История должна быть такой убедительной, чтобы мало-помалу само событие – а в случае мальчика это была кража бекона из мясной лавки – было скрыто под другим событием, подобно тому, как нарастают на камень ракушки. Что может быть лучше грубой лжи? Просто произнося ее, надо верить в ее реальность и смотреть открыто, как человек, который говорит правду.
К тебе подошел какой-то человек и сам отдал тебе куртку. Этот кусок ковра ты нашел на дороге.

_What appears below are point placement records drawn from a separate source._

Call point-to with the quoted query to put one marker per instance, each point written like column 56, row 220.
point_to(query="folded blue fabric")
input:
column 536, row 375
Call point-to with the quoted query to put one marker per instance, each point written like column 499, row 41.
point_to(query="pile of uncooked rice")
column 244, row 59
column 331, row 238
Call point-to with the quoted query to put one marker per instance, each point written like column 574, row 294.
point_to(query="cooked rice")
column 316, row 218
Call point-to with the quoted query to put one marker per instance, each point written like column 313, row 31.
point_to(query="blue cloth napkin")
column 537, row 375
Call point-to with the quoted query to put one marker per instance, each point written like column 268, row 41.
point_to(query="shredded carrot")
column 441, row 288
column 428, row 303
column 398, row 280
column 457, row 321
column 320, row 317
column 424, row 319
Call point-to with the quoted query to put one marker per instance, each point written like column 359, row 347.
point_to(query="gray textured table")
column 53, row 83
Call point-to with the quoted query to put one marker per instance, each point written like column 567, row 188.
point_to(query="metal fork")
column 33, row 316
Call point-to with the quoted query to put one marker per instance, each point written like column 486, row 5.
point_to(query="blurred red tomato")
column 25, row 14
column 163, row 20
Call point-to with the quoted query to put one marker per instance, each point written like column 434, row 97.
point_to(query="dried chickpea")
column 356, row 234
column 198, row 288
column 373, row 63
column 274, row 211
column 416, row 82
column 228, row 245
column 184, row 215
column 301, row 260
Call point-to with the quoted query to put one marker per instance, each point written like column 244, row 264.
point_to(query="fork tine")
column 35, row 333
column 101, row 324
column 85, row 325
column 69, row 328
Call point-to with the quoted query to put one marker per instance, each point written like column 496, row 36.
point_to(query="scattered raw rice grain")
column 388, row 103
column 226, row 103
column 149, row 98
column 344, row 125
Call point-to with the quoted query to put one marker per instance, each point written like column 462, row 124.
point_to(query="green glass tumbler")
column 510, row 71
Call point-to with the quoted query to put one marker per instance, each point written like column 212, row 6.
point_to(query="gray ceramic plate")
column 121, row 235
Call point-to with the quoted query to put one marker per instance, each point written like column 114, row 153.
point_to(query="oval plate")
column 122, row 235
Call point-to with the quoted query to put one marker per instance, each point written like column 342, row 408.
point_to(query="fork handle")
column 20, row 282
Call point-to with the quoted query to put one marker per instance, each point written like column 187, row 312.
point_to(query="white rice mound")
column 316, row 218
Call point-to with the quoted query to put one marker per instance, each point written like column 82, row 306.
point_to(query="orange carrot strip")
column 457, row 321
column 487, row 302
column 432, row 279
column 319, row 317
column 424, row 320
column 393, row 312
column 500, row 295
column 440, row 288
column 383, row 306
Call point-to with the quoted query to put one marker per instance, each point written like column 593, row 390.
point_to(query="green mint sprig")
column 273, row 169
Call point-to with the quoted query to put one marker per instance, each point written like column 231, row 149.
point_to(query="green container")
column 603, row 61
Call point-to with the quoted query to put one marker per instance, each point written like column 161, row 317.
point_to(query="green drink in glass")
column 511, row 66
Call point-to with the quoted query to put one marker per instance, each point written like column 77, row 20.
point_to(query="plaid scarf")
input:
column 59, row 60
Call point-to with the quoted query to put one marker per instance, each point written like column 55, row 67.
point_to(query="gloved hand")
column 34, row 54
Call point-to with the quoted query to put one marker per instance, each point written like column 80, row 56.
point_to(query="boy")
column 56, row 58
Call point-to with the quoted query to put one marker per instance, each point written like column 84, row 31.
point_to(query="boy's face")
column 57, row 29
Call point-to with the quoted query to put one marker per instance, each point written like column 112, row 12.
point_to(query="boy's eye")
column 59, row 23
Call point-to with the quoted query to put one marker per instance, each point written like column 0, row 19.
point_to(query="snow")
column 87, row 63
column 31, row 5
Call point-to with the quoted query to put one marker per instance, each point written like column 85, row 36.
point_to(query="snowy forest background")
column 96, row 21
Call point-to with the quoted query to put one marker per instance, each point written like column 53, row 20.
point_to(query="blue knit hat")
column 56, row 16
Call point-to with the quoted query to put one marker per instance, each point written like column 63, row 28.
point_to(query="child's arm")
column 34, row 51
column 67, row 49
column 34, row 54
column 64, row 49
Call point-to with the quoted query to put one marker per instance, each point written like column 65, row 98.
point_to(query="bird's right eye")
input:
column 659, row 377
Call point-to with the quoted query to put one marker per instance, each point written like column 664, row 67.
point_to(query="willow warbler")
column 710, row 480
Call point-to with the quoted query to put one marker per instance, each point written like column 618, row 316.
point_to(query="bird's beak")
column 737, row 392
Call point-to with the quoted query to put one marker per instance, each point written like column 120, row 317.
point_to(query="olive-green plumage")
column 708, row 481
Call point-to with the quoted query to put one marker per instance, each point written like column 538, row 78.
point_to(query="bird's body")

Некто пообещал тебе пенни за то, что ты отнесешь эту коробку на Коспорт-стрит. Бог свидетель, ты ни в чем не виноват.
Сэл уже все для него придумала. Он привязал лихтер, но из-за того, что прилив был еще низким, он выбрался на причал, собираясь вернуться, когда будет больше воды. Он понадеялся, что вахтенный на причале присмотрит за грузом, но пока его не было, кто-то неизвестный, должно быть, подобрался со стороны реки, так, чтобы вахтенный не заметил, и перегрузил доски.
Это была надежная история, без прорех. Он любовался Сэл, восхищался тем, как ясно она все себе представила и подсказала слова, которые могли превратить эту историю в правду. «Ты выберешься отсюда, Уилл, – прошептала она, обнимая его на прощание. – Ничего они тебе не сделают, уж я об этом позабочусь».
Ее любовь и стойкость придавали ему мужества, это было богатство, которого, как он видел, не было у других. Когда его жена и сестры ушли, он выпрямился, стал словно выше, и мог смотреть тюремщикам в глаза. «Я привязал лихтер и ушел, собирался вернуться позже».
На следующий день по двору пронесся слух, что некий Уильям Биггс, которого обвиняли в краже двух уток, оцененных в двадцать пять шиллингов, убедил суд в том, что он невинен, как еще не рожденное дитя, и его оправдали. В тюремном дворе все только и говорили о своей невиновности, и идея распространилась среди заключенных, словно холера. Торнхилл слышал, как стоявший рядом с ним человек бормотал: «Я солдат. Я только что вернулся с дежурства, да рядом со мной в казарме полно было народа, я невинен, как еще не рожденное дитя».
И он добавил эти слова к своей истории, которую все время репетировал. «Я привязал лихтер, собирался вернуться позже, чтобы разгрузиться, я невинен, как еще не рожденное дитя»
• • •
Зал в Олд-Бейли[9 - Центральный уголовный суд Лондона.] был настоящей медвежьей ямой. В самом низу глубокого, как колодец, помещения стоял большущий стол полукругом, за которым сидели барристеры, похожие в своих черных мантиях и париках на ворон, вокруг них толпились робкие свидетели, ждавшие, когда их вызовут, приставы подпирали стены.
Чуть повыше, вдоль одной из стен, внутри кафедры, огороженной деревянными панелями, располагались присяжные – по четыре в три ряда, в этом огромном и плохо освещенном зале различить их лица не было никакой возможности. Напротив судьи, на маленькой платформе, спиной к свету, лившемуся из высоких окон, словно пришпиленный, торчал очередной свидетель.
Высокие, полные света окна повторяли окна церкви Христа. И доказывали – как если бы Торнхилл в том сомневался, – что судья суть особа благородная, потому как Господь тоже ведь из благородных!
Над кафедрой, на которую вызывался тот, кто давал показания, было прикреплено зеркало под таким углом, чтобы свет из окон, отразившись от него, освещал лицо говорившего. Этот холодный мертвенный свет, из-за которого лица приобретали металлический оттенок, должен был позволить судье и присяжным заглянуть непосредственно в душу говорившего. Позади него было прикреплено еще одно зеркало, дававшее свет человеку в парике вроде барристерского, с чернильным прибором и большой книгой, в которую он записывал каждое произнесенное слово.